# Basically and extremely disconnected spaces

The set $C= C ( X‎)$ of all continuous, real valued functions on a topological space$X‎$ will be provided with an algebraic structure and an order structure.

zero -set means:

$‎Z(f )‎ ‎ =‎ ‎f‎^{-1}(\{ 0‎ ‎\} ) = ‎\{ x \in X ‎\mid f ( x ) = 0 ‎\} ‎‎‎\quad ( f ‎\in C ( X ) ) ‎‎‎‎$‎

Thus, the open sets

$pos( f ) = \{ x \mid f(x ) > 0 \}$

$neg( f ) = \{ x \mid f(x ) < 0 \}$

are cozero-sets.

a space ‎‎$‎X‎$‎ is said to be extremely disconnected if every open set has an open closure. ‎‎$‎X‎$‎ is basically disconnected if every cozero-set has an open closure. hence any extremely disconnected space is basically disconnected. The converse fails.

My questions :

1: ‎‎$‎X‎$‎ is extremely disconnected if and only if every pair of disjoint open sets have disjoint closures. What is the analogous condition for basically disconnected spaces?

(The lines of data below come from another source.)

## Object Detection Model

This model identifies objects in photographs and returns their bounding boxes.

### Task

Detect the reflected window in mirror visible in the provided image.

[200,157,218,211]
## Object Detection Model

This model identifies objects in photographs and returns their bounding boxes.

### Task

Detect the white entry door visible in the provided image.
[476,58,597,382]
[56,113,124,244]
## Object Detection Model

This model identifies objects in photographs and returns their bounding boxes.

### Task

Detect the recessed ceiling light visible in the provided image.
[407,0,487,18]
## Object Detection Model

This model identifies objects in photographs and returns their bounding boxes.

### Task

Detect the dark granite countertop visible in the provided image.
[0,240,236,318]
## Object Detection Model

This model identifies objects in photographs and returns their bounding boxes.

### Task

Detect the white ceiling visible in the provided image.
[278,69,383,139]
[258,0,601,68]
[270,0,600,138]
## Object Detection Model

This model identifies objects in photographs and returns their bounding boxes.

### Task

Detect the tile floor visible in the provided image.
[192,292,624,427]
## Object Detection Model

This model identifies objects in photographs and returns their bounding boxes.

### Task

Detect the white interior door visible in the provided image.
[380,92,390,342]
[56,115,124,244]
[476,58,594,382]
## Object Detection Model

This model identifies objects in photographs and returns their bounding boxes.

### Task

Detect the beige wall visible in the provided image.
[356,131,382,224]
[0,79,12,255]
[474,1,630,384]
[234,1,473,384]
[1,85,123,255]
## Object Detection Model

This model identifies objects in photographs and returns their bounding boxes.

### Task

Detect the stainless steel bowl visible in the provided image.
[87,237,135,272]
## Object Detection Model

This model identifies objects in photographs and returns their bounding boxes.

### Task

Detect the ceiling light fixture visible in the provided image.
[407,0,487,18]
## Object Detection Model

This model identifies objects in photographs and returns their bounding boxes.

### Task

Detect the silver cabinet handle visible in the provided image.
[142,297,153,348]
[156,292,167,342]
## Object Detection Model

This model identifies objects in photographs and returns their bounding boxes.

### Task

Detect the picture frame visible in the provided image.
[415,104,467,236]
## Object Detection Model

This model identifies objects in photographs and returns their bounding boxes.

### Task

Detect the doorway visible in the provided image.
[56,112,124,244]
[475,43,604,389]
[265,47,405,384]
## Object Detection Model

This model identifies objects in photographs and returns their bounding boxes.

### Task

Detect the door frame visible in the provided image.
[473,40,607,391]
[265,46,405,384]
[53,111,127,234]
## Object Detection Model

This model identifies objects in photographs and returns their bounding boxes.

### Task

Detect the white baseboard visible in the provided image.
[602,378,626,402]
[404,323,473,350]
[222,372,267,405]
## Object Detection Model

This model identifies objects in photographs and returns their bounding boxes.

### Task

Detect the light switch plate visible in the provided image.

2:In an basically disconnected space, any two disjoint open sets are completely seperated. In a basically disconnected spaces , any two dijoint cozero-sets are completely separated; equivalently , for every $f \in C(X)$ , pos $f$ and neg $f$ are completely separated?

1: $X$ is extremely disconnected if and only if every pair of disjoint open sets have disjoint closures. What is the analogous condition for basically disconnected spaces?
A naive guess is that a space $X$ is basically disconnected if and only if every pair of its disjoint cozero-sets have disjoint closures. But I can prove only “only if” part. Let $X$ be a basically disconnected space and $A$ and $B$ be its disjoint cozero-sets. Since the set $B$ is open, sets $B$ and $\overline{A}$ are disjoint. Since the set $\overline{A}$ is open, sets $\overline{B}$ and $\overline{A}$ are disjoint.
2: In a basically disconnected spaces , any two disjoint cozero-sets are completely separated; equivalently , for every $f \in C(X)$ , pos $f$ and neg $f$ are completely separated?
Yes. The sets $pos(f)$ and $neg(f)$ are disjoint co-zero sets. Hence the sets $\overline{pos(f)}$ and $\overline{neg(f)}$ are disjoint open and closed sets, so they are completely separated by a function $g:X\to [0,1]$ such that $g(x)=0$ for each $x\in \overline{neg(f)}$, $g(x)=1$ for each $x\in \overline{pos(f)}$, and $g(x)=1/2$, otherwise. I recall that two subsets $A$ and $B$ of a topological space are called completely separated if there exists a continuous function $g:X\to [0,1]$ such that $g(x)=0$ for each $x\in A$ and $g(x)=1$ for each $x\in B$.